Galen groaned again and pushed himself to his feet, feeling dizzy and sick. The sand shifted and he found himself face-down in it again, with no clear idea how he got there. He pushed his head free of the sand, then froze. A scorpion stood before his face, rocking on its legs. Its tail was no more than five inches from his eyes.

Not a scorpion. Where a scorpion has a collection of eyes and mandibles, this creature had something resembling a face. It looked at Galen dispassionately. It did not speak—could he have heard so small a voice?—and yet it communicated somehow.

I am the fast road to death, it might have said.

Galen didn't dare breathe to respond. He articulated the words without quite speaking.

Those who take your road are carried against their will, he said. I would go at my own choosing.

Fool! The creature seemed amused. Do any choose their death? Fate chooses for you, and I am fate's agent. I will be your road.

No, said Galen. Not yet. I have a longer road to walk. I may yet make your choice.

Indeed. And when the time comes will you be able to choose the downward path, knowing you may not return? Will your purpose hold you so fast?

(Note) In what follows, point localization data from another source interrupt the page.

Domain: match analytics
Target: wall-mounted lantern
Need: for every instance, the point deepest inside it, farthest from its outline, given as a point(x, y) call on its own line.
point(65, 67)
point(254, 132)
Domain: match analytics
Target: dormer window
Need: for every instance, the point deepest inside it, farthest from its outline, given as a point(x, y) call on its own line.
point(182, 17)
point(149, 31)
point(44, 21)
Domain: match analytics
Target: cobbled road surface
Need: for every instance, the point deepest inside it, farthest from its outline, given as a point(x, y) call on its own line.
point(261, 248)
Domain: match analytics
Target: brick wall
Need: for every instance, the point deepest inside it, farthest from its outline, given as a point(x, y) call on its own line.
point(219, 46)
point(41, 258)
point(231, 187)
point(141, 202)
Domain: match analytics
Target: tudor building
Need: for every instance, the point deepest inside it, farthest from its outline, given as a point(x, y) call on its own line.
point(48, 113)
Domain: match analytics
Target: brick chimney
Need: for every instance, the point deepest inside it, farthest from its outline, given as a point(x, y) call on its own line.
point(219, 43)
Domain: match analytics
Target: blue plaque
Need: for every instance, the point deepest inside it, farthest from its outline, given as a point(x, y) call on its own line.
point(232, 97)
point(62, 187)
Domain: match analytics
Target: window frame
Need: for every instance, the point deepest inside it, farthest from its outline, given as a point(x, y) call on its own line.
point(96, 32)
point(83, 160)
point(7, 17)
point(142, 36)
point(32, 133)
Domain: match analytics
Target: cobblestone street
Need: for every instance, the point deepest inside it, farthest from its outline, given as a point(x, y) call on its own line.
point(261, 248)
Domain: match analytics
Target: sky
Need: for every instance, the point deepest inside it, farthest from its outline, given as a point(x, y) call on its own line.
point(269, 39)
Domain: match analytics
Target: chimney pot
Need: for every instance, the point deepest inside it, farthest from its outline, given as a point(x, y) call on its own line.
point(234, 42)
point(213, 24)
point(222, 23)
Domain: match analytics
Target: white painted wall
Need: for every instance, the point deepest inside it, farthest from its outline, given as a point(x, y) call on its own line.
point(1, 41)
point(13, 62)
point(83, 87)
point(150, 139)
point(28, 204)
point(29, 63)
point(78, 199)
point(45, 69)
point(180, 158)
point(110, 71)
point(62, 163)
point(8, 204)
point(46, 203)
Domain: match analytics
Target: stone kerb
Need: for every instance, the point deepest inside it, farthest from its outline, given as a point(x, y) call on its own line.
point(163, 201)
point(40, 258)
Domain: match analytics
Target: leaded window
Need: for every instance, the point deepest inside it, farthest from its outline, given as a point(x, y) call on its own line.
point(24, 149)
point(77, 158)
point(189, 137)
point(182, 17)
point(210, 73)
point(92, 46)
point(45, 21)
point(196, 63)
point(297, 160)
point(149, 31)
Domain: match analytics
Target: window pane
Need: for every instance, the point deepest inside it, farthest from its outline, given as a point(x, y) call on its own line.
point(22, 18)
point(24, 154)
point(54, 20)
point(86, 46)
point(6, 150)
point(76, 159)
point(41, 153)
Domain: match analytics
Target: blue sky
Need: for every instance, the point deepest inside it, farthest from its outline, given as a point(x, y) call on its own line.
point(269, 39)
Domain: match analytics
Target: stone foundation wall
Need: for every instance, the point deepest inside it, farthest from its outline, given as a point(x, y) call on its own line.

Yes, said Galen. My purpose will hold.

The creature rocked in silence for a time. Then: So confident. That is half what you need. For the rest—we shall see. As death's agent, I give you leave to try.

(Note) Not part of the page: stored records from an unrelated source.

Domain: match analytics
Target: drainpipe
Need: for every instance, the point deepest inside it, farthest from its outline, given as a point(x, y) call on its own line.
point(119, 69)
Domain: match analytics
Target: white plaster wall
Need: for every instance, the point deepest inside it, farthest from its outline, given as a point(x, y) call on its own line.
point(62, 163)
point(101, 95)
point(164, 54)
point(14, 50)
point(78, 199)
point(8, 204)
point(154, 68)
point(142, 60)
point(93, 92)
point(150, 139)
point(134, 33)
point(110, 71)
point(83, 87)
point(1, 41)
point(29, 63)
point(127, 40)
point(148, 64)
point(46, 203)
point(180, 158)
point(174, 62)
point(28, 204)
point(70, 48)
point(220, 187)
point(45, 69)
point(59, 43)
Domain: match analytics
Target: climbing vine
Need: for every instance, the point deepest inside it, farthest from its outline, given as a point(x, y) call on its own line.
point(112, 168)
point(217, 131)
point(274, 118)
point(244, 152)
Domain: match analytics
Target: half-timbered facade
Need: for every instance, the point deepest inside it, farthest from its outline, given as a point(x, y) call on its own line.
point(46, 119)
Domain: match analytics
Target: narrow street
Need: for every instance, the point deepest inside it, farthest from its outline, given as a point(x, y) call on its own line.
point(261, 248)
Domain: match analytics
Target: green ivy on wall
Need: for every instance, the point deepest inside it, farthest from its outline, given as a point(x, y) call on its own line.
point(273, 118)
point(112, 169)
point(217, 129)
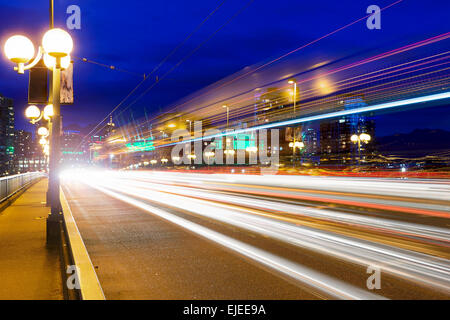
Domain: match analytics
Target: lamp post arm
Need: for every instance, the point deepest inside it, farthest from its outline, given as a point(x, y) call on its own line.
point(21, 67)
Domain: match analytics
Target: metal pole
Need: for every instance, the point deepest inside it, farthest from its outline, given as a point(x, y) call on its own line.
point(50, 99)
point(227, 116)
point(53, 220)
point(51, 10)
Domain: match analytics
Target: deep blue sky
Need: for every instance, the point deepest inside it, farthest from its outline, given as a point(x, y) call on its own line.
point(137, 35)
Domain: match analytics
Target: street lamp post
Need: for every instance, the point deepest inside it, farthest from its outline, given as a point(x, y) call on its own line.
point(228, 113)
point(294, 94)
point(56, 46)
point(296, 144)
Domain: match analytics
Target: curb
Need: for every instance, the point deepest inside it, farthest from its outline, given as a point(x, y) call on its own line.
point(89, 285)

Faster than the eye could follow, its tail flicked out and scored the air before his nose. Galen jumped back on his heels. The creature had turned and was scuttling away across the sand, heading in a straight line toward the horizon. In moments, it was gone.

Galen wiped a hand across his clammy forehead. At least the encounter had driven the dizziness and nausea out of his mind. He hoisted himself to his feet and looked about.

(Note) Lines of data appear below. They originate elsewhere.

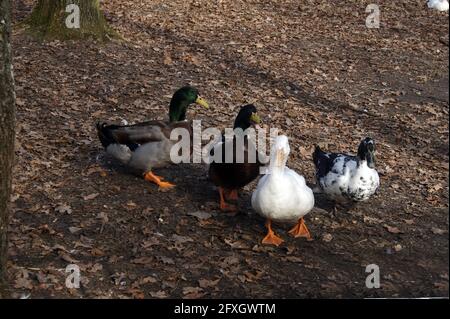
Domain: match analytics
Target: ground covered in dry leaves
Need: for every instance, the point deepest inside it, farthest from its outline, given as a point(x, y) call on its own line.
point(314, 70)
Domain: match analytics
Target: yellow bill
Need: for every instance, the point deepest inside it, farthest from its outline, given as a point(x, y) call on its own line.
point(255, 118)
point(202, 102)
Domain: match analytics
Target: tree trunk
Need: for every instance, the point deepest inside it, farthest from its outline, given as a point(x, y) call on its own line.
point(7, 132)
point(56, 19)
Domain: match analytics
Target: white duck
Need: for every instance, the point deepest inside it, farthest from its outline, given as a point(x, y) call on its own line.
point(440, 5)
point(282, 195)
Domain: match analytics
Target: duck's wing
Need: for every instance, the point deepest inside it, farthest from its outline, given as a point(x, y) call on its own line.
point(133, 135)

All directions seemed the same. To stay was death. To travel—to travel might be death too. At least he would be moving. For a while. Galen collected his fragmenting thoughts and staggered across the face of the dune in a direction as nearly as possible opposite to that taken by the desert creature.

#

The sun tracked him across the sky as he walked. At first there was no change in the landscape. Then he found that there was firm ground underfoot—rocks and desiccated earth—with dunes laid across it like waves caught halfway up a beach. Ahead, the land rose up and broke in strange, angular shapes. It wasn't until he could see figures moving that Galen allowed himself to accept that this was a town.

Approaching the town from the desert as he was, all the gates were on the far side of the town. No trails led across the desert. Galen had to follow the walls around, looking for a way in. The town was quite large, considering its location, and it took him a while to reach the first gate, facing south along a road that was no more than a faint trail across the wilderness. People—people!—milled around at the gate. They wore coarse white robes for the most part, covering their whole bodies and their heads too. A ragged caravan had just arrived, or was just setting out, and the confusion of traders, onlookers, and beggars blocked the entrance thoroughly.